BGE 98 IV 153 p. 155

whose state of mind deviates so strongly from the average not only of legal but also of fellow criminals in terms of type and degree that their carriers appear to be irresponsible (DUKOR, ZStR 1951, p. 428 below and report p. 31/32).

According to the expert report by Dr. Zollikers was allowed to assume that the personal disposition of the respondent deviated from the norm to such an extent that one could speak of impaired mental health. The expert not only found Scheuber to have a hysterical psychopathy of a banal character, but also referred to him as a severe schizoid-hysterical psychopath, thereby expressing that the accused, from a psychobiological point of view, falls into the realm of abnormality to a high degree. If one assumes this appreciation, which was taken over by the cantonal court and therefore binds the court of cassation, then the high degree of abnormality that is required according to Art. 11 StGB to assume impaired mental health can be considered to have been achieved st.

b) The public prosecutor further asserts that the expert made his finding, according to which Scheuber was impaired in his mental health because of the psychopathy, with the proviso that the murder was an affective crime. However, there is no such thing.

Insofar as the public prosecutor denies that Scheuber committed the murder in emotion, he cannot be heard. The contrary statement by the cantonal court, according to which the murder of Julia Imboden was an affect crime, is of a factual and not of a legal nature. Because unlike, for example, Art. 33 Para. 2, 64 Para. 4 or 113 StGB, the intense and violent emotion that is used to describe affect is formed here (WALDER, The Affect and its Treatment in Swiss Criminal Law , ZStR 1965, p. 28), not part of the legal facts, but of the internal facts that are subject to legal appreciation.

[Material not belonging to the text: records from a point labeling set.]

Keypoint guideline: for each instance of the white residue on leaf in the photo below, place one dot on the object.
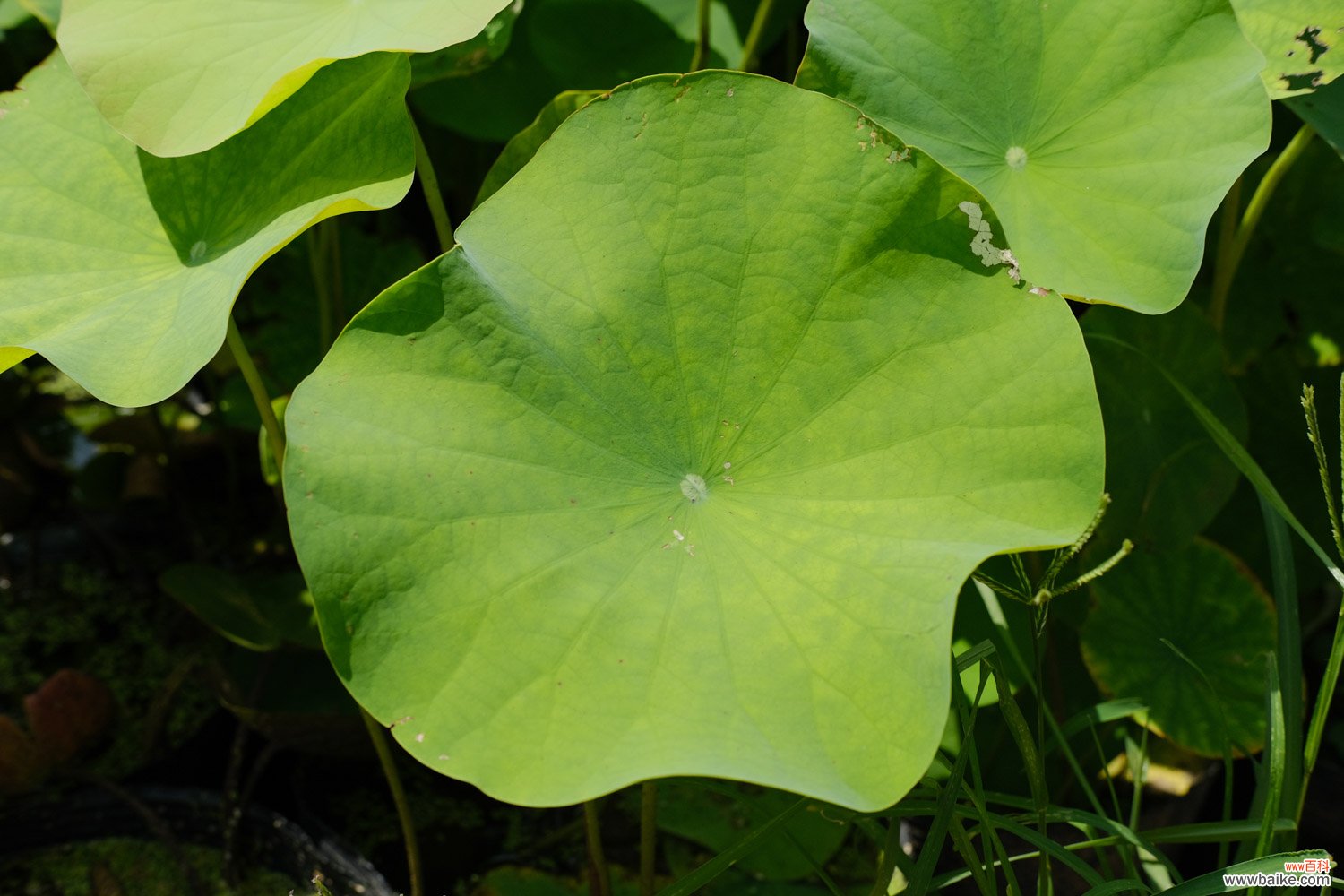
(983, 244)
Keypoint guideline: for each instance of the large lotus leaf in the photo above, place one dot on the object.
(1102, 134)
(1187, 633)
(675, 465)
(121, 266)
(1167, 478)
(179, 77)
(1300, 40)
(558, 46)
(523, 145)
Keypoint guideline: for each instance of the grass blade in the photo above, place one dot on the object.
(1234, 452)
(1289, 653)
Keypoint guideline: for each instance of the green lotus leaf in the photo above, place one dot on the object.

On the other hand, it is rightly pointed out in the complaint that the expert assumed in the reasoning for his report that Scheuber's mental health was impaired, with the reservation that it was himself

BGE 98 IV 153 p. 156

the murder was an act of affect. However, the cantonal court did not accept this reservation in its decision - and only the findings contained therein are relevant. Rather, the lower court focused on the summary of the investigation results in which Dr. Zolliker explained: "On the other hand, we believe that Scheuber must be regarded as a severe schizoid-hysterical psychopath who is impaired in his mental health within the meaning of the law and is therefore considered to be slightly reduced for an affect crime Must apply. " According to this determination, which is the only decisive factor for the Court of Cassation, the affect is not a prerequisite for the impairment of Scheuber's mental health, but an additional factor, so that the lower court judgment is valid before Article 11 of the Criminal Code.